The reason why this distinction is so important is that most smart medical devices are designed as if they fall into the former category, at least from a user-experience perspective, when they actually fall into the latter category. Thus, these smart med devices are designed as if patients will go through a long and complicated set up process to use said devices, when in reality the patient will not perform such tasks. Patients are simply expected to do way too much in order to use most smart med devices.

I shared this thought at TEDMED 2014 with the hope that this notion will resonate with other smart medical device creators.

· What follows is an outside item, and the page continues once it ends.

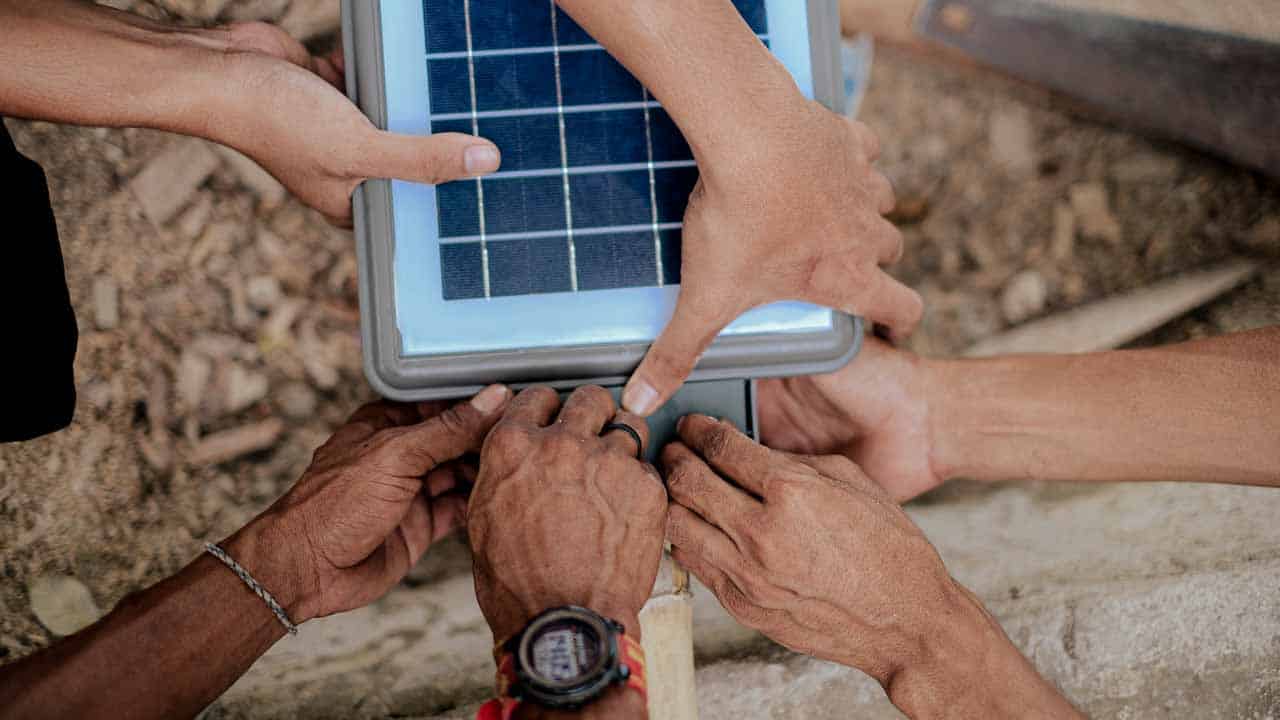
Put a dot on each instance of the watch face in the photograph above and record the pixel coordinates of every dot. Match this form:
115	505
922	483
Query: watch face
566	652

This could potentially lead to improved devices and better patient health.

What kind of meaningful or surprising connections did you make at TEDMED?

I met Jim Madara, the CEO of AMA; he and his team spoke about the innovative ways in which they are revolutionizing how medicine is taught. I met Marc Koska; his syringe is one of the most ingenious medical devices that I have ever seen. It solves a huge problem through simplicity and understanding its user. I built a relationship with an individual who is innovating clinical trials at one of the most innovative companies in healthcare. I don’t want to mention this person’s name because, though this introduction, my company is now planning an engagement with his incredible organization. Stay tuned for updates on this collaboration – we’ll keep TEDMED in the loop!

I also met one of my favorite stand-up comedians, Tig Notaro. Her TEDMED talk was awe-inspiring, and it was amazing to see a whole other side to her. I can’t say enough great things about her and her work!

I had the pleasure of speaking with Jay Walker. His wisdom and advice has directly impacted product and vision of my company. I genuinely attribute a great deal of our success to the conversations I’ve had with him.

What is the legacy you want to leave?

I want to be known as someone who has a net positive benefit on the world. Professionally, I believe I’m on the right track with the innovative work that my team and I are doing –  our product has been improving the adherence and outcomes of patients since 2013. We work long hours, but seeing improved patient health and traction continues to motivate us.